“What is behind you: 4 of Cups. Boredom, discontent, dissatisfaction. A mood of glutted apathy shrouded you. Feelings of yearning for something which was, at that moment, too generously fulfilled, turned into rejection, revulsion, and vexation. The foul temperament indicated may have extended from a persistent nagging to intense forms of strife, spite, and embitterment. Overcoming sightless inertia helps you see tangible opportunities.”
I awoke at 5am today, light streaming in through my dreaming-into-wakening thoughts. Gah. Once my brain is engaged, which takes milliseconds not minutes, it is useless for me to attempt the final hour and a half rest I am rightfully due, so trying not to worry too much about tiredness later in the day, I got up. Leaving the bedroom silently, I went next door to where the day things live.

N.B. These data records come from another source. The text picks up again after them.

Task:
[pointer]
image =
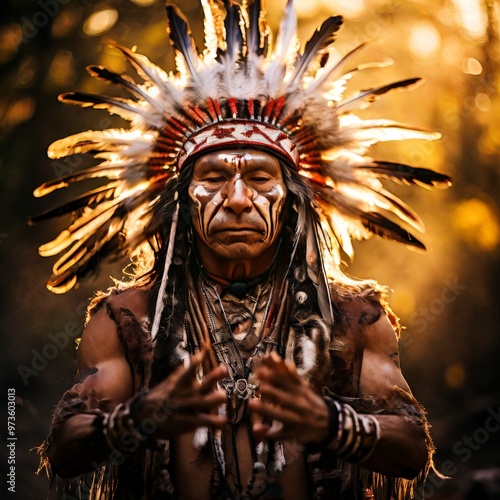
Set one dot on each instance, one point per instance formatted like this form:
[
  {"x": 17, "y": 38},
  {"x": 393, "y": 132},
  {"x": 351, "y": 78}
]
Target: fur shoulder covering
[{"x": 362, "y": 304}]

They fell quietly back into place as soon as I entered the bright morning room, careful not to give any sign of the abandoned revelry that happens during the night when we are not looking.
Without questioning what I was doing, I went straight to my iBook, lifted the white plastic lid on my online life, and typed in the Mystic Games URL. I need to know. I want to see. I am not even awake yet (that’s a lie: I am awake, I am in control, I am choosing to do this) but I am going through the motions. I choose: Tarot: Popular 1910 deck: Celtic Cross Spread.
Celtic Cross, spreads straight from the fridge, delicious on warm toast. I am doing this, I realise, before my head has a chance to wake up completely and censor me.
I am supposed to have to given this up, but like my old friend said to me once, what are you doing in the barbershop if you don’t want a haircut?
I feel surprisingly little guilt at this irrationality, not just because I feel surprisingly little guilt anymore about anything. Fortune telling, readings, divination, these are things I purport to have put behind me during the Great Rational Phase which coincided with my therapy, but actually, like an alcoholic sneaking a pint, I have sometimes dabbled – backslid – whilst definitely not allowing it replace careful cogitation, and consequent measured, sane action.
I have consciously forsworn my garish wizard’s cloak with it’s swirling esoteric emblems for a stylish navy blue showerproof jacket by Balmain, Paris.
Recently I have indeed been unwinding, and some of it has been more like unravelling, which although occassionally chaotic, is no bad thing. My therapist once said to me, wracked at the time with the kind of pain that comes from pulling rotten psychological teeth, “You will probably become distressed when you first start to let go – the process is likely to increase your anxiety in the short term.” He was right, and now I find myself many moons later, remembering his wisdom, as represented by the King of Cups, he makes a swan song appearance, soothing me on the water, as unseen currents pull and twist my little boat towards a shore I know not where.
As I repeated myself like Pavlov’s poor puppy, I remembered the list of things I no longer do, by way of reassurance. I no longer read my personal daily horoscope, I no longer use esoteric methods to balance the books, emotional or financial, and I no longer offer up advice to people using the tools of divination and the skills of interpretation which I have developed over 25 years. My I Ching readings are down to one a year. Honestly.
And after all this excuse making, and rationalisation, and hand-wringing, having lifted the lid as best I can and peeked into that dark, do I believe any of it?
Of course I do, it’s my future, after all!